The University wanted a wayfinding system that worked across the board, both practically and symbolically. It needed to bring unity without flattening character—and reflect the university’s identity as a forward-thinking, high-performing institution where functionality and aesthetics go hand in hand.

Project
University of Antwerp
Client
University of Antwerp, Belgium
Collaborators
Location
Antwerp, Belgium
Size
Project Build Cost
Focus
Wayfinding



The problem
The old wayfinding system was heavily reliant on map-based thinking. It made sense on paper, but didn’t support the lived experience of moving through space. Buildings were difficult to identify from the ground, room numbering lacked coherence, and orientation tools didn’t support real-world navigation.
This was clearly a UX issue. For students, the stress of being late to class because they couldn’t find the building. For visitors, the awkwardness of wandering through historic corridors unsure of which turn to take. And for the university, a missed opportunity to create a positive first impression.
They weren’t alone. Nearby Leuven, Ghent, and Brussels all competed for students. Standing out meant creating a better user journey through the campus itself.



What we did
We began by reframing wayfinding as part of the broader campus experience: confidence, clarity, and reducing friction across the user journey.
We replaced the map-dependent system with a location-first approach: a simplified, intuitive building numbering system that mirrors how people think and move in real life.
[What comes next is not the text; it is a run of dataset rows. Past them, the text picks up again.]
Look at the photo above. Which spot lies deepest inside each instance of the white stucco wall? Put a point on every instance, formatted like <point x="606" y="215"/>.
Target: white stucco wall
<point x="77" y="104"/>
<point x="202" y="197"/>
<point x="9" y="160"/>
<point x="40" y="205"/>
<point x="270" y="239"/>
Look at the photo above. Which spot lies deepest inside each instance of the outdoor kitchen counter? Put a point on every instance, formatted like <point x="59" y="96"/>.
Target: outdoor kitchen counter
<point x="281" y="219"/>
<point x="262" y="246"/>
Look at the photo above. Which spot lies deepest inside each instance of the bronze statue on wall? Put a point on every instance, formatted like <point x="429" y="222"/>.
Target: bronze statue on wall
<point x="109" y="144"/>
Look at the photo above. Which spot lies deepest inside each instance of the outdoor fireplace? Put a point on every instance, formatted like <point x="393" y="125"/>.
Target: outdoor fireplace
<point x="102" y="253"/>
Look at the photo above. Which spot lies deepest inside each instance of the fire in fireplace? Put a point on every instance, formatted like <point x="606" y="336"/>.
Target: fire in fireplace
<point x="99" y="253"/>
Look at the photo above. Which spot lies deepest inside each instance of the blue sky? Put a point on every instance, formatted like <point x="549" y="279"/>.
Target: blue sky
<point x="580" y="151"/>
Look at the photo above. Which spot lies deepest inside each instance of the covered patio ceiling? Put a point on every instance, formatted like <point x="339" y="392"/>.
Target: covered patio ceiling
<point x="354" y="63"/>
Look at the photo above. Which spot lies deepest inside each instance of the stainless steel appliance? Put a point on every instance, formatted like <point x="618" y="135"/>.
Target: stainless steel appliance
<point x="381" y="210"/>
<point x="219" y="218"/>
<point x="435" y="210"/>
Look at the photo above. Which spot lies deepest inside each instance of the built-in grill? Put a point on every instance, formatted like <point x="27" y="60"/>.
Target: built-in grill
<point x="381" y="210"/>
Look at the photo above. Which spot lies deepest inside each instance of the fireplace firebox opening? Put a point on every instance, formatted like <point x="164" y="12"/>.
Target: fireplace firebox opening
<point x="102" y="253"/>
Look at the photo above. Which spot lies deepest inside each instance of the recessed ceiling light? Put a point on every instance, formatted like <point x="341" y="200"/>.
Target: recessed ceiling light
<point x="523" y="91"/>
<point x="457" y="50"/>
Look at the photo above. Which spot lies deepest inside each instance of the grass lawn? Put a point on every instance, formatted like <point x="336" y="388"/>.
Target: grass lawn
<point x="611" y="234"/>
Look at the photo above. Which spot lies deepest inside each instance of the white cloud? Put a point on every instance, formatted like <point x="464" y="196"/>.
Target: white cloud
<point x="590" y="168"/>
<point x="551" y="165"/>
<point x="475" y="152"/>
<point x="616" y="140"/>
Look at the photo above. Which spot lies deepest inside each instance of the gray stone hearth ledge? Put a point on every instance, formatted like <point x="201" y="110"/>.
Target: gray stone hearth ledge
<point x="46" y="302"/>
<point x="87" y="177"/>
The new logic supports decision-making on the go, not just from a bird’s-eye view.
The visual design was tailored to deliver information quickly, clearly, and consistently. Bright colours improve visibility. Carefully selected materials allow the same signage family to sit comfortably within 16th-century architecture and brand-new facilities alike. Everything was chosen for long-term maintainability and easy recycling when changes are needed—because UX isn’t static, and environments shouldn’t be either.
Behind the scenes, we designed with operational simplicity in mind. The university now has a single, flexible system that can be updated campus-wide, rather than relying on bespoke fixes for every site. That means fewer headaches for facilities teams, and a smoother experience for every user group.



The outcome
Our work wrapped in 2019. Due to pandemic-related delays, rollout was postponed—but implementation is now underway.
Once fully installed, the new wayfinding system will create a seamless navigation experience across all campuses. It sets a new standard in how the University of Antwerp communicates with its users in space: confident, clear, and welcoming. From first-time visitors to long-time staff, the new system helps people move with ease and focus on what they came to do.
For a university built on centuries of history and looking firmly toward the future, this wayfinding strategy delivers both heritage sensitivity and contemporary UX thinking—making sure the environment reflects the ambition of the institution it supports.